釜で沸かしたお湯をササの束で振りまく御湯立の神事=2024年12月15日午後2時34分、奈良市餅飯殿町、周毅愷撮影

 平安時代から途切れることなく続き、今回で889回目を迎えた「春日若宮おん祭(まつり)」が、15日から始まった。初日は、祭りに参加する人たちが心身を清める「大宿所(おおしゅくしょ)」(奈良市)で、行事の無事を祈る「御湯立(みゆたて)」の神事が営まれた。

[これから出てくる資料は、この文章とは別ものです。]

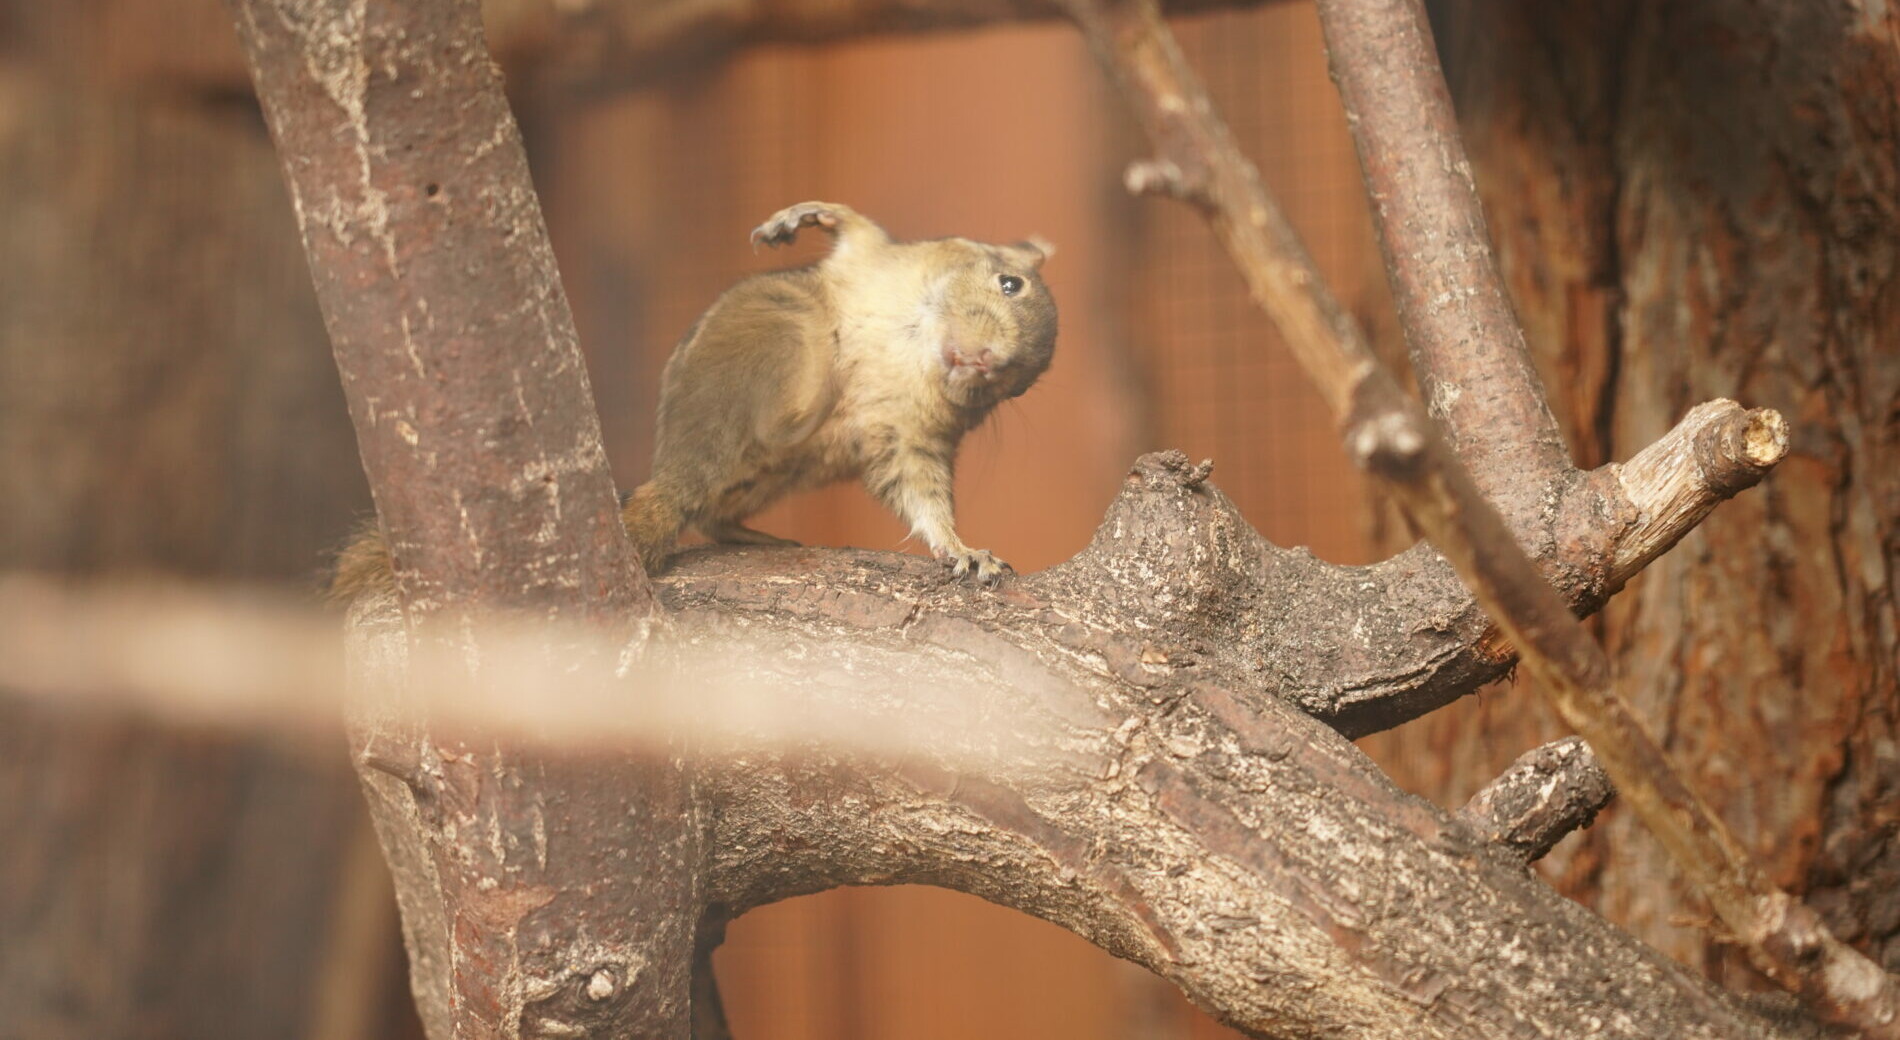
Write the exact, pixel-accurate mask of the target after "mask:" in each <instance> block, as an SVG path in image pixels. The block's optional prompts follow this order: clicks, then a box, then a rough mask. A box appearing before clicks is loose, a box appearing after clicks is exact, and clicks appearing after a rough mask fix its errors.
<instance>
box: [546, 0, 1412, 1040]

 御湯立直前には、華やかな行列が奈良市内の中心街を練り歩き、大宿所にたどり着いた。午後2時半ごろ、湯立巫女(みこ)を代々受け継いでいる大和郡山市の加奥満紀子さん(66)が、大釜の湯に米や日本酒などを入れて各地の神々を呼び集めた。その後、ササの葉を湯に浸し、「サヨーサ、サヨーサ」と唱えて、お湯を周りに降り注いだ。「サヨーサ」は左右左を意味し、祭りに関わる人たちの心身を清めた。加奥さんは「来てくださった方々が、健康で来年も楽しく過ごせるように」と語った。

 大宿所境内では、小屋にキジやサケなどがつり下げられた「懸鳥(かけどり)」と呼ばれる神様へのお供えもあり、多くの人が見入っていた。